Change - damn change - the thing that some people throw down like a gauntlet, nay...a dare, a scolding, a reprimand. "You've Changed!!! You're not the person you once were." Well, damn right I'm not (thank God).
I was talking about this with a friend last night and again this morning. She's going through the typical accusations that happen when someone begins a committed relationship. Friends that are used to having her total attention now have to share her time. And damn it...some of them don't like it. And have predicted this relationship will fail, just like it has before and she will go running crying to her friends.
This was my advice --
So, acknowledge the change. Yes, you have. You’ve matured and found someone that is fulfilling your wants and needs. As part of a relationship, you have a commitment to spend time with that person. If the time you give ____ (let's call him douche bag) is not enough for him, so be it. The point being is that he expects you to fail and that is a sucky thing to expect for a friend. Each time we enter into a relationship, we have to put all of our hopes into it. If we do not, then it is doomed from the start. It becomes a self-fulfilling prophesy in that we expect it to fail, so we self-sabotage in small ways until it does instead of making the commitment. Yes, sometimes relationships fail. Yes, probably about 50% of relationships fail completely. But…what if you’re lucky enough to be in the other 50% for a change? To what do you owe that? To that you owe everything.

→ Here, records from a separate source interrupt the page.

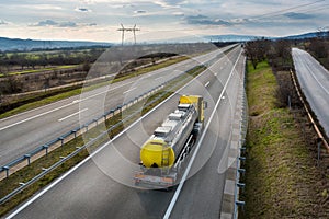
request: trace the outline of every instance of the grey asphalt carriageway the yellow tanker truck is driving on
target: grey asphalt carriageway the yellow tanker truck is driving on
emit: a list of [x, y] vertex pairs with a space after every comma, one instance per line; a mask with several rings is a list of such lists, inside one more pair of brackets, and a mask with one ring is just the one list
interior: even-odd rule
[[[8, 217], [162, 218], [173, 197], [178, 197], [173, 208], [169, 209], [170, 218], [218, 218], [227, 161], [223, 154], [231, 139], [239, 76], [245, 70], [243, 59], [240, 47], [218, 58], [209, 70], [185, 84]], [[188, 181], [178, 196], [174, 196], [178, 189], [135, 188], [133, 175], [139, 169], [139, 148], [177, 107], [180, 94], [200, 94], [208, 102], [205, 111], [207, 129], [203, 141], [197, 143], [200, 149]]]

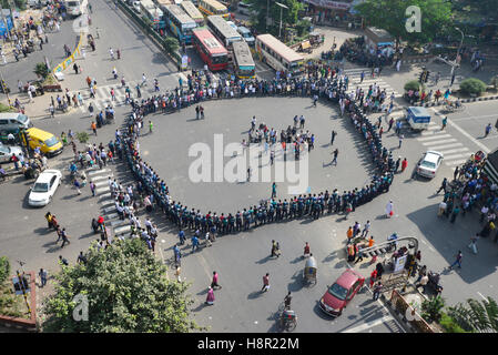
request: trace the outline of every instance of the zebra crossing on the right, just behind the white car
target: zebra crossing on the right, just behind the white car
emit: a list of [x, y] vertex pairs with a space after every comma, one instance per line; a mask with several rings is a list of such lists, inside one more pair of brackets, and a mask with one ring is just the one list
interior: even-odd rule
[[441, 130], [441, 126], [434, 122], [430, 122], [427, 130], [420, 133], [417, 141], [427, 150], [441, 153], [445, 156], [443, 162], [450, 168], [465, 163], [472, 153], [458, 139]]

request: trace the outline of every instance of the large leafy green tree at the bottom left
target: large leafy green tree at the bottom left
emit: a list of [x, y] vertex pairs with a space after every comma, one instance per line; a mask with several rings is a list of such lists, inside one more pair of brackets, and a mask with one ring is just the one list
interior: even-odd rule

To some extent I understand about him not wanting to hear you cry again. It sucks to have a friend hurt, and he’s seen you through some hurts. More than I have really. So, he’s scared. What do people do when they are scared? They run. So, he’s running and putting the blame on you – for all the behavior that he’s projecting onto you. He’s seen you change from a chaser – like him, to someone that wanted more about it. To a greater extent – to someone that is successful in getting what she decided she wanted. That has to be hard for him, because he sees you succeed and he’s standing still. He keeps chasing the wrong thing and can’t see that he is sabotaging himself in doing so. Now he would probably say, that this is really what he wanted. But, has he ever slowed down to do a bit of self-examination. No, again, he’s scared. People that scared cannot look inside because they are scared of what they might see.
So, you know what, I would say – “yes, I’ve changed. Thank you for bringing that to my attention. And I’m embracing that change. That change has brought me love and happiness. That change has brought me joy. And I’m going to hold on to it as long as it lasts – which is hopefully forever. People who love me are happy that I am happy. People who love me support me. If the horrible happens, yes, I will be sad and yes, I will need my friends. Just as I’m there for my friends when they are sad. Just as I’m always available if they really need me. Everyone has lives. Everyone can get caught up in demands on their time and attention.

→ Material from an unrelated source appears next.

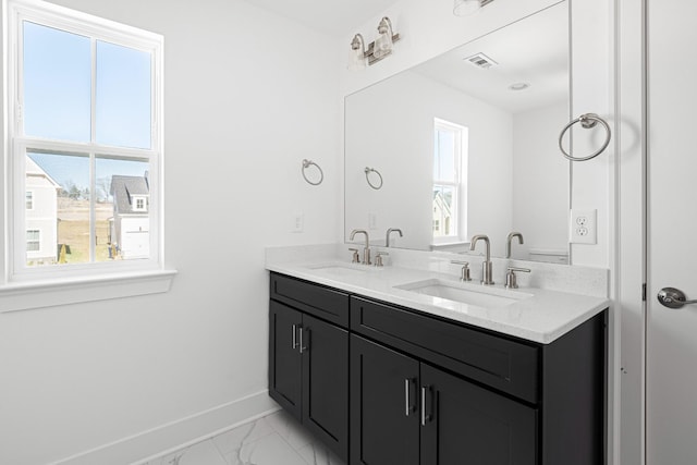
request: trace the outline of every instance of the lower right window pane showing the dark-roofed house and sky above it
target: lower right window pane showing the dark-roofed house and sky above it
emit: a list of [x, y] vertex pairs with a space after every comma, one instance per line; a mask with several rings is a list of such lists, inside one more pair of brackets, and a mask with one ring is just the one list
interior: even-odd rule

If you choose – and yes, it’s a choice, to let our friendship go because you cannot handle my happiness. Then I wish you much joy and happiness. As much as I have found. I don’t want our friendship to be marred by bitterness and pettiness. I’m stopping now on that issue and pushing away from the table. You were there when I needed you and I thank you for that.”
Why is it that some people just can't be happy for other people. Sure, I wish it was me, but I could never take it away from you.